Non-Parametric Tests

Wilcoxon Rank Sum Test

The Wilcoxon Rank Sum test is a non-parametric hypothesis test where the null hypothesis is that there is no difference in the populations (i.e., they have equal medians).

This test does assume that the two samples are independent, and both $n_1$ and $n_2$ are at least $10$. It should not be used if either of these assumptions are not met.

The test involves first ranking the data in both samples, taken together. Each data element is given a rank, $1$ through $n_1 + n_2$, from lowest to highest -- with ties resolved by ranking tied elements arbitrarily at first, and then replacing rankings of tied elements with the average rank of those tied elements.

So for example, ranking the data below $$\begin{array}{l|cccccccc} \textrm{Sample A} & 12 & 15 & 17 & 18 & 18 & 20 & 23 & 24\\\hline \textrm{Sample B} & 14 & 15 & 18 & 20 & 20 & 20 & 24 & 25\\ \end{array}$$ results in the following ranks $$\begin{array}{ccc} \textrm{value} & \textrm{initial rank} & \textrm{final rank}\\\hline 12 & 1 & 1\\ 14 & 2 & 2\\ 15 & 3 & 3.5\\ 15 & 4 & 3.5\\ 17 & 5 & 5\\ 18 & 6 & 7\\ 18 & 7 & 7\\ 18 & 8 & 7\\ 20 & 9 & 10.5\\ 20 & 10 & 10.5\\ 20 & 11 & 10.5\\ 20 & 12 & 10.5\\ 23 & 13 & 13\\ 24 & 14 & 14.5\\ 24 & 15 & 14.5\\ 25 & 16 & 16\\ \end{array}$$

Suppose $n_1$ denotes the size of the smaller sample and $n_2$ denotes the size of the other sample. Now define the following: $$\mu_R = \frac{n_1(n_1+n_2+1)}{2} \quad \textrm{ and } \quad \sigma_R = \sqrt{\frac{n_1 n_2 (n_1 + n_2 + 1)}{12}}$$ If $R$ is the sum of the ranks associated with elements from the sample of size $n_1$, then $$z = \frac{R - \mu_R}{\sigma_R}$$ is a test statistic that follows a standard normal distribution.

Kruskal-Wallis Test (i.e., H Test)

The Kruskal-Wallis Test (named after William Kruskal and W. Allen Wallis) can be used to test the claim (a null hypothesis) that there is no difference in the populations (i.e., they have equal medians) when there are 3 or more independent samples, provided they meet the additional assumption that the sample sizes are all at least 5.

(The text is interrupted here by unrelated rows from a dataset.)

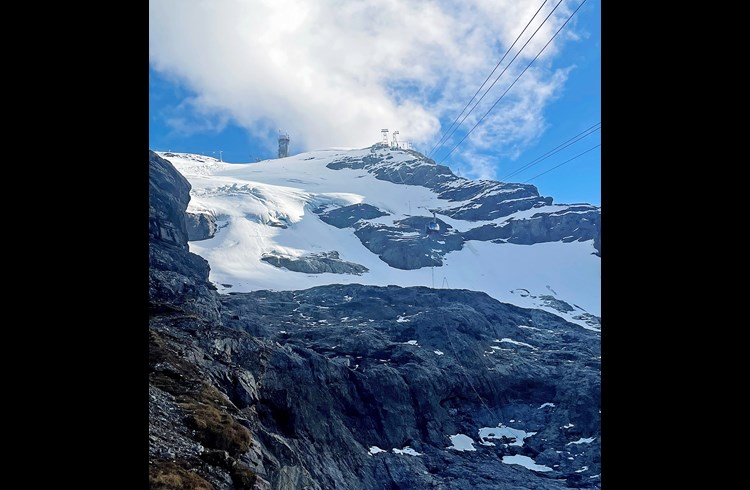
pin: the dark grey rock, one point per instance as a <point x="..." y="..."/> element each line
<point x="200" y="226"/>
<point x="315" y="263"/>
<point x="348" y="215"/>
<point x="176" y="276"/>
<point x="406" y="245"/>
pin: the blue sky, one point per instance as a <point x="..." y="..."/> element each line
<point x="226" y="75"/>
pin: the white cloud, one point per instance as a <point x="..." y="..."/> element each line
<point x="333" y="73"/>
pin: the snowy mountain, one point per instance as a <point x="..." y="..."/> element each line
<point x="354" y="386"/>
<point x="358" y="216"/>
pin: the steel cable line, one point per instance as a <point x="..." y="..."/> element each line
<point x="514" y="81"/>
<point x="485" y="80"/>
<point x="563" y="163"/>
<point x="506" y="67"/>
<point x="555" y="150"/>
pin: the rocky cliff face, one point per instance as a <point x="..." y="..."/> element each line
<point x="358" y="387"/>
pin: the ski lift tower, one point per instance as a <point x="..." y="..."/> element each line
<point x="283" y="144"/>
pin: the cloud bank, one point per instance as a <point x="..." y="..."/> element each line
<point x="333" y="73"/>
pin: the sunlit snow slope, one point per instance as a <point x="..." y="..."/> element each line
<point x="267" y="208"/>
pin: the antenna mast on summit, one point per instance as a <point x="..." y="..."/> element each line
<point x="283" y="144"/>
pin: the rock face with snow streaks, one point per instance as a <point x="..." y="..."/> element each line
<point x="294" y="389"/>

To perform the test, we first rank all of the samples together, and then add the ranks associated with each sample.

Letting $R_i$ be the sum of the ranks for sample $i$, of size $n_i$, $N$ be the sum of all sample sizes $n_i$, and $k$ be the number of samples, the following test statistic

$$H = \frac{12}{N(N+1)}\left[\sum_{i=1}^k \frac{R^2_i}{n_i} \right] - 3(N+1)$$ follows a $\chi^2$ distribution with $k-1$ degrees of freedom.

This is a right-tailed test.

To see why this test statistic takes the form it does, consider the following:

Recall that a $\chi^2$-distribution is the distribution of a sum of the squares of independent standard normal random variables.

Under a presumption that the sample sizes, $n_i$, are not too small (remember, we required $n_i \ge 5$ for each sample), the $\overline{R_i}$ jointly will be approximately normally distributed.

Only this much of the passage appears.